In this article we want to point out the pitfalls you may encounter and how to avoid them, so that the hybrid work model is really positive in terms of work-life balance and your quality of life.

We found potential drawbacks in 3 areas:

1.- Mental and physical health:

Professionals have a responsibility to take reasonable care of our own health and safety at work when we do it outside the office. When working at home, people may experience issues such as stress, depression, and anxiety, have a harder time disconnecting from work and working longer hours, and even feel pressure to work while sick.

To avoid these problems, some recommendations you can follow are:

  • Don’t work anywhere in the house. Have your space, which allows you to work comfortably and concentrate.
  • Create start and end times for work, agreed with your team, and establish who and how to inform if you are not going to be available for a personal matter. Take regular screen breaks.
  • In the same way, you have to agree with your family unit on minimum rules of interruptions, schedules and availability.
  • Do at least the same physical activity you did when you went to the office every day. Better, away from home.
  • Avoid staying up late, as it generates tiredness and aggravates the condition of anxiety.
  • Avoid information overload.
  • Eat healthy.

2. Social relationships.

Work has a very strong component of social relationships, which is something intrinsic in human beings: work creates interpersonal networks that give us a sense of usefulness and belonging. As Ángel Cabrera, Rector of Georgia Tech and trustee of the Bankinter Innovation Foundation, recently pointed out at the latest Future Trends Forum think tank , held in Madrid, this is something that technology cannot supply, direct contact is needed, so face-to-face work, at the company’s premises, for one or two days a week, it is something necessary. The level of communication and understanding is not the same when you are physically there as when you are separated by a screen and a few kilometers.

In addition to going to the office to maintain and cultivate social relationships, there are some recommendations when you are working at home:

  • Attend only the strictly necessary virtual meetings and have all your senses focused on them during their celebration. If you attend to other things during the virtual meeting, it is likely that the other attendees will perceive it and believe that you have a lack of interest. In addition, it will cause you to feel guilty for not having been aware and contributing everything you could.
  • Give plenty of notice if you have any scheduling problems due to personal or family matters.
  • Don’t forget to meet your coworkers during leisure hours, even if you work outside the office. These are good times to relax and strengthen your social ties.
  • Communicate and agree on your work and socialization plans with your family environment, in order to have a healthy work-life balance in all directions.

3.- (dis)Gender equality.

Whether we want to admit it or not, the data is stubborn: women spend much more time than men in unpaid jobs (mostly household activities and childcare and care for the elderly). Globally, more than 1.1 trillion hours a year, compared to less than 400 billion hours for men, according to the report “The future of women at work: Transitions in the age of automation” by the McKinsey Global Institute (MGI).

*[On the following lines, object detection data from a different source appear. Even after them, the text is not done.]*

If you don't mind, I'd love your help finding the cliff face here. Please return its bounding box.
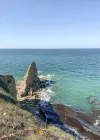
[17,62,40,96]
[0,75,17,98]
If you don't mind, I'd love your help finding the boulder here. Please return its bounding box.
[0,75,17,98]
[17,62,40,96]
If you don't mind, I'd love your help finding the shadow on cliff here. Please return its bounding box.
[0,92,18,104]
[20,99,100,140]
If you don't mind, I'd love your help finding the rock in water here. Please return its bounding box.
[17,62,40,96]
[0,75,17,98]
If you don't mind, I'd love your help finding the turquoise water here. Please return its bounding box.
[0,49,100,111]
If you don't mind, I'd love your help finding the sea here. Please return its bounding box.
[0,49,100,112]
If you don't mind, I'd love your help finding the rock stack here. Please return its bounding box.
[17,62,40,97]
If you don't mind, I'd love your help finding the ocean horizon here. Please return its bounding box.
[0,49,100,111]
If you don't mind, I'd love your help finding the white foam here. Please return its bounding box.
[94,120,100,126]
[40,88,53,102]
[39,74,54,80]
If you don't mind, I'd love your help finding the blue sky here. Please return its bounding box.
[0,0,100,48]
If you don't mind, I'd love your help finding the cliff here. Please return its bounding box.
[0,62,75,140]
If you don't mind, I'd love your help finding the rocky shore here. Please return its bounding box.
[0,62,100,140]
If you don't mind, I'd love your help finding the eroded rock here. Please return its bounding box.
[0,75,17,98]
[17,62,40,97]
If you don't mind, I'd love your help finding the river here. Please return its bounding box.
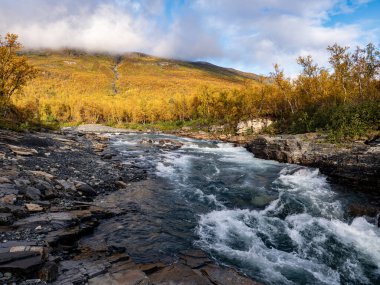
[93,134,380,285]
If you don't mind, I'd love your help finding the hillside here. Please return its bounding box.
[13,50,258,124]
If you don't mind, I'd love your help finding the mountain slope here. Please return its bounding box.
[14,50,259,122]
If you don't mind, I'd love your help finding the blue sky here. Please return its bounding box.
[0,0,380,74]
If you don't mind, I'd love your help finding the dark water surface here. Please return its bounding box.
[97,134,380,285]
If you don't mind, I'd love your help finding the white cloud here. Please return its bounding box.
[0,0,379,73]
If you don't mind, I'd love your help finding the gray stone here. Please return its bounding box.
[19,186,41,201]
[88,269,152,285]
[201,265,263,285]
[57,180,75,190]
[77,183,97,197]
[0,213,15,226]
[246,134,380,189]
[38,261,58,282]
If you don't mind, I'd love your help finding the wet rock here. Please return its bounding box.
[0,251,43,273]
[14,179,31,188]
[0,213,15,226]
[0,194,17,205]
[57,179,76,190]
[138,262,165,275]
[38,261,58,282]
[8,145,38,156]
[76,183,97,197]
[115,180,128,188]
[246,134,380,186]
[29,171,55,181]
[201,265,262,285]
[140,139,183,150]
[149,264,214,285]
[19,186,41,201]
[88,269,150,285]
[179,250,211,268]
[25,203,44,212]
[0,177,12,184]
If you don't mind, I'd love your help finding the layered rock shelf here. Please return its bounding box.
[246,134,380,189]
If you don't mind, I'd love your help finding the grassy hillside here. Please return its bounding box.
[13,50,258,124]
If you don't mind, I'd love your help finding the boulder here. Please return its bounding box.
[246,134,380,186]
[25,203,44,212]
[19,186,41,201]
[0,194,17,205]
[8,145,38,156]
[236,118,273,135]
[76,183,97,197]
[88,269,151,285]
[0,177,12,184]
[29,171,55,181]
[0,251,43,273]
[57,179,76,190]
[201,265,263,285]
[179,250,211,268]
[38,261,58,283]
[0,213,15,226]
[149,263,214,285]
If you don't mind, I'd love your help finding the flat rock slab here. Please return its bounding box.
[88,269,151,285]
[149,263,214,285]
[0,251,42,273]
[201,265,262,285]
[7,144,38,156]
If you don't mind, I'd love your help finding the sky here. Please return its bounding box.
[0,0,380,75]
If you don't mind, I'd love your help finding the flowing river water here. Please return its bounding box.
[95,134,380,285]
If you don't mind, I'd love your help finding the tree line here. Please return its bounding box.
[0,34,380,139]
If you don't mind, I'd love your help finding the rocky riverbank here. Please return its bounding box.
[0,126,258,285]
[246,134,380,187]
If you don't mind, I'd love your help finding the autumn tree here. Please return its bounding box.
[0,33,37,102]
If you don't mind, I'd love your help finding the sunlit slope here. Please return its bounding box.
[14,50,257,123]
[118,53,253,95]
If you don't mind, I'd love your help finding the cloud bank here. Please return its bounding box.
[0,0,379,74]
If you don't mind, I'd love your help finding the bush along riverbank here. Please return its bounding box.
[246,133,380,190]
[0,127,259,285]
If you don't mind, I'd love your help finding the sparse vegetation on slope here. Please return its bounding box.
[1,34,380,141]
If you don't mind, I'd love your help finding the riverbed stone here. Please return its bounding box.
[19,186,41,201]
[0,251,43,273]
[201,265,263,285]
[149,263,214,285]
[8,145,38,156]
[76,183,97,197]
[38,261,58,282]
[25,203,44,212]
[88,269,150,285]
[0,213,15,226]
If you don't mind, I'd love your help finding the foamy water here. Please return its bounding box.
[110,135,380,284]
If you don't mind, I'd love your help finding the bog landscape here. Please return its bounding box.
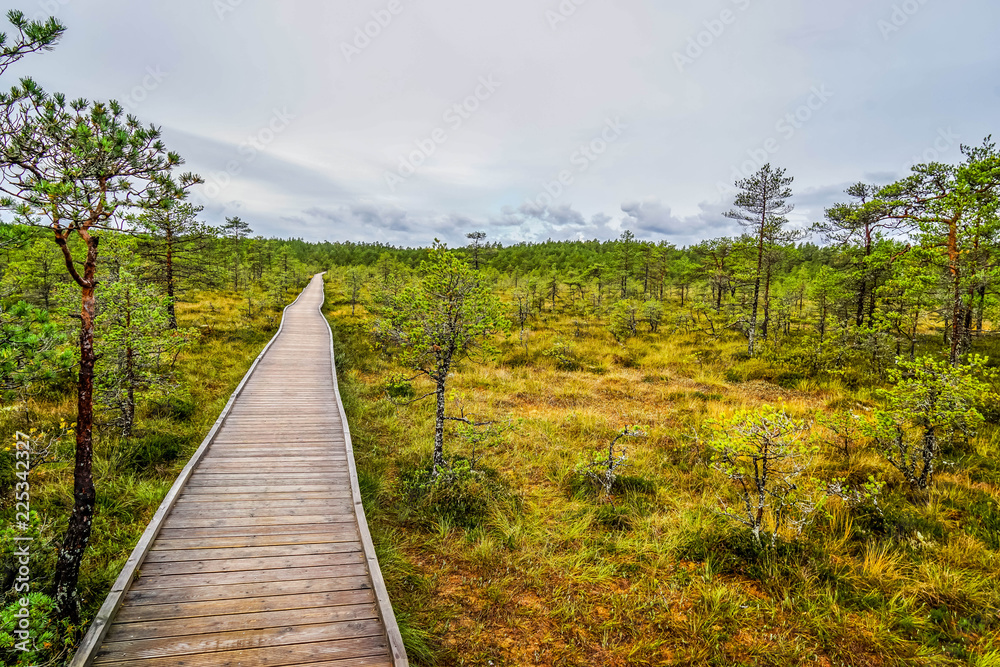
[0,2,1000,667]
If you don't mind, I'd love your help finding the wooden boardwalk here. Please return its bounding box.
[71,276,407,667]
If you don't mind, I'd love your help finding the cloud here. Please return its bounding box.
[621,197,734,245]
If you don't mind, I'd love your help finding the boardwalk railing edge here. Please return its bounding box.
[67,285,312,667]
[319,273,410,667]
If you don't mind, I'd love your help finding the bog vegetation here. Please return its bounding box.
[0,5,1000,667]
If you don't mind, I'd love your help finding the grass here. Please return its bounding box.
[326,276,1000,666]
[0,292,295,664]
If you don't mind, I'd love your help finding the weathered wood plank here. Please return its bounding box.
[95,637,393,667]
[132,563,368,590]
[98,620,385,665]
[104,604,378,644]
[146,540,357,571]
[116,588,375,623]
[119,574,371,621]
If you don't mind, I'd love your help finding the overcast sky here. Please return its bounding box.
[6,0,1000,245]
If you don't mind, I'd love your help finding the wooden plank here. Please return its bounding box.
[97,637,394,667]
[170,506,351,519]
[146,541,361,572]
[149,524,361,558]
[154,523,352,539]
[104,594,378,644]
[184,484,352,495]
[73,276,408,667]
[177,489,351,505]
[173,496,350,513]
[98,620,385,665]
[132,563,368,590]
[118,573,375,621]
[142,545,364,577]
[114,588,375,627]
[158,514,354,528]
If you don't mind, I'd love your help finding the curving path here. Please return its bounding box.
[71,275,407,667]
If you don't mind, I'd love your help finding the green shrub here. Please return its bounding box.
[401,458,509,528]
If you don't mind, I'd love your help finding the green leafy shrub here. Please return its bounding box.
[402,458,509,528]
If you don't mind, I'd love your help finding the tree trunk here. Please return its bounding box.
[433,370,448,476]
[747,230,766,357]
[55,272,97,623]
[166,230,177,329]
[855,278,868,327]
[761,262,771,340]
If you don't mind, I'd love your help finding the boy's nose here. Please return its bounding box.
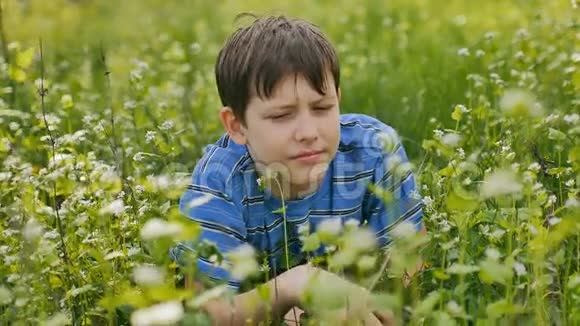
[295,114,318,142]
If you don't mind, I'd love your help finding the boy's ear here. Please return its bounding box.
[220,106,246,145]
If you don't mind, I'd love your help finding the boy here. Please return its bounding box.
[171,17,424,325]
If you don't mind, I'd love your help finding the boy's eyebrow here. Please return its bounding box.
[272,96,331,109]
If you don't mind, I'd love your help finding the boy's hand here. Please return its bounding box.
[283,264,394,325]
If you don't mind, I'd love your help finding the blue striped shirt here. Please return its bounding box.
[170,114,422,289]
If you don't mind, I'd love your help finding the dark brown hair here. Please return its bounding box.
[215,16,340,124]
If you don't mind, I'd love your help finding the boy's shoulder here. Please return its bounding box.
[340,113,399,157]
[193,133,250,191]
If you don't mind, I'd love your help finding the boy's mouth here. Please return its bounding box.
[291,151,324,163]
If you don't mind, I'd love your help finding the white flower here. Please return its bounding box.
[0,285,12,305]
[141,218,181,240]
[99,199,125,216]
[564,113,580,125]
[44,312,71,326]
[528,162,542,173]
[22,219,42,242]
[145,130,157,143]
[133,152,145,162]
[103,250,125,260]
[457,48,469,57]
[544,195,558,206]
[133,265,165,286]
[131,301,184,326]
[392,221,415,238]
[564,198,580,208]
[159,120,175,130]
[481,170,523,198]
[441,133,461,147]
[485,248,501,260]
[514,261,527,276]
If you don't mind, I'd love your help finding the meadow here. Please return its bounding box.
[0,0,580,325]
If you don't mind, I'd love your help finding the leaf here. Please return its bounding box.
[479,258,513,284]
[302,233,320,252]
[413,291,441,316]
[447,263,480,275]
[485,299,524,318]
[445,191,479,211]
[433,269,451,281]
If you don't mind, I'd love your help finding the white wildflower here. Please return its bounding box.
[141,218,181,240]
[514,261,527,276]
[564,113,580,125]
[0,285,12,305]
[133,152,145,162]
[103,250,125,260]
[489,229,505,239]
[528,162,542,173]
[441,133,461,147]
[22,219,42,242]
[481,170,523,198]
[457,48,469,57]
[99,199,125,216]
[392,222,415,238]
[159,120,175,130]
[565,198,580,208]
[485,248,501,260]
[131,301,184,326]
[548,216,562,226]
[133,265,165,286]
[44,312,71,326]
[544,195,558,206]
[145,130,157,143]
[568,273,580,289]
[544,113,560,123]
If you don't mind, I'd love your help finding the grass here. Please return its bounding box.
[0,0,580,325]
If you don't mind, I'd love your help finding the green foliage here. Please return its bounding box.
[0,0,580,325]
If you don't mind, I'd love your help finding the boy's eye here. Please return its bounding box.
[270,113,289,120]
[314,106,332,111]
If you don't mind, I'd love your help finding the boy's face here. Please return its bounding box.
[222,73,340,199]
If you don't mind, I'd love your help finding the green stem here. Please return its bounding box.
[274,177,298,320]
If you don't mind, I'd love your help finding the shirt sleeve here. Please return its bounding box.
[365,129,423,248]
[169,155,247,291]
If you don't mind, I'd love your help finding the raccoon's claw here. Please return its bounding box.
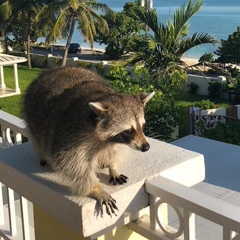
[100,196,119,217]
[109,174,128,185]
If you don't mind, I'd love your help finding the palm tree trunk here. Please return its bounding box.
[62,16,76,66]
[3,30,9,54]
[27,11,32,68]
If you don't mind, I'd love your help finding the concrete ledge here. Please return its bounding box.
[0,139,205,237]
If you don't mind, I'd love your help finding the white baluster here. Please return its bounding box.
[7,188,17,236]
[20,196,30,240]
[183,209,196,240]
[0,182,4,226]
[13,132,22,145]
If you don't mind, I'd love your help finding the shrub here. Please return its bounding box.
[109,66,178,141]
[187,82,198,94]
[208,81,222,98]
[194,99,217,110]
[200,119,240,145]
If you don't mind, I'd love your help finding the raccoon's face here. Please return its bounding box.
[112,115,150,152]
[89,93,154,152]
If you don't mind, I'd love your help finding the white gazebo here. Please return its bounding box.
[0,54,27,98]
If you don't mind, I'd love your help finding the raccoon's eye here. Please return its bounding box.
[122,128,134,136]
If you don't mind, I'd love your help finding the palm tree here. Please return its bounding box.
[37,0,110,66]
[0,1,12,53]
[0,0,46,68]
[128,0,217,80]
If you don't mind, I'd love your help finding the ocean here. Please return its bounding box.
[39,0,240,58]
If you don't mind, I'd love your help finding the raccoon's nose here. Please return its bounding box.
[141,143,150,152]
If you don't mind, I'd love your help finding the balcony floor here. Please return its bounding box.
[172,136,240,240]
[0,87,21,98]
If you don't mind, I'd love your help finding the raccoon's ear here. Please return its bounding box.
[138,92,155,107]
[89,102,109,115]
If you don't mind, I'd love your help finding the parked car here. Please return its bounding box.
[68,43,82,53]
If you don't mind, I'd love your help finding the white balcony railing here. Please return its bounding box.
[129,176,240,240]
[0,111,34,240]
[0,111,240,240]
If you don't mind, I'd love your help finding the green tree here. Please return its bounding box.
[95,2,144,59]
[37,0,110,66]
[215,26,240,64]
[0,0,47,68]
[128,0,216,81]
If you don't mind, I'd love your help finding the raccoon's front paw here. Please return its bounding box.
[109,174,128,185]
[97,191,119,217]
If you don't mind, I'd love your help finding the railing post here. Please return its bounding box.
[7,188,17,236]
[183,209,196,240]
[149,194,158,230]
[20,196,31,240]
[13,63,20,93]
[0,66,6,88]
[0,182,4,226]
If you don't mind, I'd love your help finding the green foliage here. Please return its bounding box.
[194,99,217,110]
[78,62,92,69]
[215,26,240,64]
[95,2,142,59]
[200,119,240,145]
[208,81,222,98]
[199,53,214,64]
[0,65,43,118]
[187,82,198,94]
[95,63,105,75]
[109,66,179,141]
[54,58,62,66]
[225,74,240,104]
[128,0,216,80]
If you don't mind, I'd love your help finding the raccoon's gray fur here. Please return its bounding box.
[23,67,154,215]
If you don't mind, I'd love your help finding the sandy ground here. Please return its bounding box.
[181,58,198,66]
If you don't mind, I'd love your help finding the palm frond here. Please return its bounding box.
[173,0,203,40]
[178,33,218,54]
[127,7,159,32]
[36,2,65,21]
[46,8,71,44]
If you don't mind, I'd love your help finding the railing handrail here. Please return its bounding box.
[0,110,27,136]
[146,176,240,233]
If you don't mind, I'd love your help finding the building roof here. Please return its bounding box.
[0,54,27,66]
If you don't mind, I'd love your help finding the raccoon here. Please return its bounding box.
[23,67,154,215]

The only way for this to happen is through dialogue, understanding with empathy and reaching agreements that are maintained over time.

Hybrid work can and must balance the inequality pointed out: it is a matter of putting into practice the measures with which the majority of people agree: gender inequality is a remnant of the past that can be solved by walking the path and setting an example.

In conclusion, the flexible working model is positive, but it is not the solution. In addition to the recommendations we have collected, we must not lose sight of what David Barroeta Santamaría, associate professor at IE Business School and Director of People at OPTICALIA, says in a recent article published by the Harvard Deusto Business Review: “It is not about teleworking for teleworking’s sake, but about doing it thinking about the why and the how, in efficiency at all times and in the satisfactory maintenance of our human relationships“.